GAMBAR dari https://bwfbadminton.com/news-single/2024/07/05 Susy Susanti meraih emas olimpiade barcelona 1992 tatkala pertama kali bulutangkis dipertandingan
Para badminton lovers mungkin banyak yang merasa kelewatan momen, bahwa pada tanggal 5 Juli kemarin organisasi bertajuk BWF atau Badminton World Federation telah menginjak usia yang ke-90. Bagi pecinta bulutangkis tanah air, yang menarik terkait cover utama berita yang dipakai oleh BWF untuk memperingati ultahnya ke-90 tersebut. Ia adalah gambar cik Susy Susanti tatkala memenangkan emas olimpiade Barcelona tahun 1992. Meski bila dilanjutkan bacaan BWF itu ada bagian yang “missed” atau hilang, yaitu tidak dibicarakannya peran “mr Dick” Sudirman dalam tonggak sejarah penyatuan organisasi badminton dunia ini saat hampir menuju perpecahan.

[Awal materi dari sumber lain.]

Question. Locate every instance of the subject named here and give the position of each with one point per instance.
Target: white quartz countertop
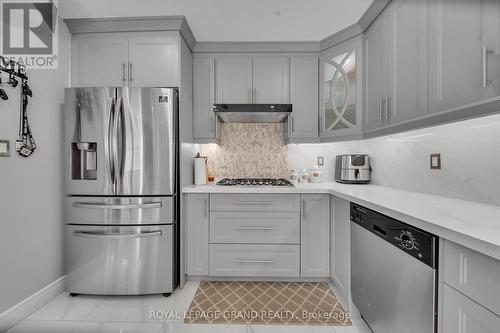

Organisasi bulutangkis dunia ini awalnya bernama IBF atau international badminton federation yang dibentuk pada tahun 1934. Namun bila dari akar sejarahnya, Inggris telah memulai organisasi berupa klub dengan nama Badminton Association pada bulan September 1893 -yang ditujukan untuk mewujudkan keseragaman aturan permainan. Meskipun Asosiasi Bulu Tangkis ini hanya menyelenggarakan permainan bultang ini di Inggris, sejumlah klub luar negeri telah berafiliasi.
BWF memulai narasi ultahnya dengan kalimat “Ninety years old, much travelled and evolved, but still reinventing itself all the time” yang berarti kurang lebih: Berusia sembilan puluh tahun, banyak langkah yang sudah dilakukan dan telah berevolusi. Akan tetapi masih terus berupaya menemukan jatidirinya, terus sepanjang waktu. Saat ini bulutangkis setidaknya digemari oleh bulutangkis mania sebanyak 709 juta (hasil riset Nielsen), dengan 392 juta orang memainkan olahraga ini setidaknya sekali seminggu. Kemudian terdapat lebih dari 16 juta pengikut secara global di saluran media BWF. Ini menjadikan sebagai salah satu olahraga yang paling banyak diikuti di dunia -versi BWF.
Walaupun pernyataan popularitas itu masih debatable dalam hal ini, karena beberapa media menyatakan bahwa bulutangkis tidak masuk 10 besar popular. Masih kalah dengan sepakbola, tenis, basket, kriket, rugby, hoki, bola voli, bisbol, golf, bahkan tenis meja.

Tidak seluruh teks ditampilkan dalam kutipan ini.